Comments (9)
Looks like we can conclude that there is no bug to be fixed here. Just a postgres setup that needs to be optimised.
from minion.
Out of curiosity, could you share what kind of hardware you are running this on? This can help with comparing throughput / capacity between what you have and what the rest of us have set up. Also, which version of PostgreSQL are you on?
from minion.
2-3 million should not be a problem, i have quite a bit more in a $work setup. Setting retention time lower is just not recommended because of job results if i remember correctly.
from minion.
Please show us an EXPLAIN ANALYZE
of the queries that are running too slow, that might already give some hints for what's going on.
from minion.
I may need to get more resources on the backend now that it was brought up. The PGDB may be underpowered.
PostgreSQL
PostgreSQL 14.5 on x86_64-pc-linux-gnu, compiled by gcc (GCC) 4.8.5 20150623 (Red Hat 4.8.5-44), 64-bit
4CPU / 16GB ram
The CPU usage is spiking so I'll talk to the DBAs to see if I can get this bumped up to see if it resolved the contention.
from minion.
Looking at resource usage plus doing a review of how postgresql is tuned can have pretty dramatic effects on performance. As @kraih said the number of processed jobs should not be a problem in itself, so there is probably something specific that triggers the bottleneck you're seeing. Check swap usage btw. I've seen some instances of incorrect kernel parameter tuning resulting in PostgreSQL-performance being incredibly bad, with heavy swapping and extreme CPU usage.

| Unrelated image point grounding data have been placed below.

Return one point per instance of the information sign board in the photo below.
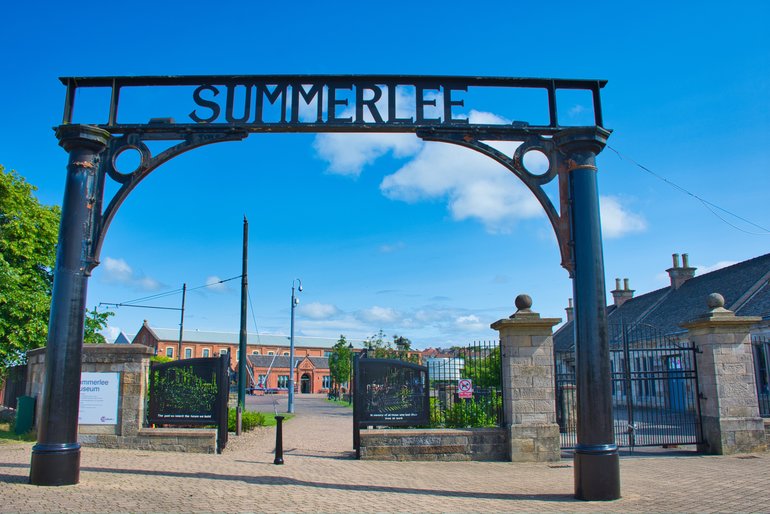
(99, 398)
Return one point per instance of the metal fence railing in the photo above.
(15, 385)
(466, 386)
(654, 389)
(761, 348)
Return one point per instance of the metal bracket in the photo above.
(148, 163)
(557, 168)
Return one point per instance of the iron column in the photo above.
(294, 302)
(56, 456)
(597, 468)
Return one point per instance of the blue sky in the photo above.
(388, 232)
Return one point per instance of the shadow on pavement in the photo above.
(286, 481)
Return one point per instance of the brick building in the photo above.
(268, 355)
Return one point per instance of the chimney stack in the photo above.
(621, 296)
(680, 274)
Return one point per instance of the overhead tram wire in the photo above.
(133, 303)
(254, 318)
(711, 207)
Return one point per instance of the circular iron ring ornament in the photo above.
(545, 147)
(123, 144)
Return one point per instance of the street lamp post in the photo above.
(350, 375)
(294, 303)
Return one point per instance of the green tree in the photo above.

Very cool if you could share any findings you or your DBA make, so that this information can be available to other who might experience that same thing at a later time.
from minion.
I will.
I was letting a junior dev use my database and I did discover through some investigation that he has a massively misconfigured query that is constantly running in there from a websocket application that is using the majority of my CPU resources. I'm going to move him off on to another PG instance and may resolve my issues.
from minion.
Just a quick follow-up. I had the other app removed from the PG instance and it immediately made a difference. Up to about 500k records after reset and noticed slow-downs again. On investigation I found the other dev deleting records from the his old database instead of just truncating the table or dropping the database. CPU and memory usage seemed within a decent range, but the deletes must have been creating some IO waits. During his delete the stats query went from sub-second to ~10 seconds.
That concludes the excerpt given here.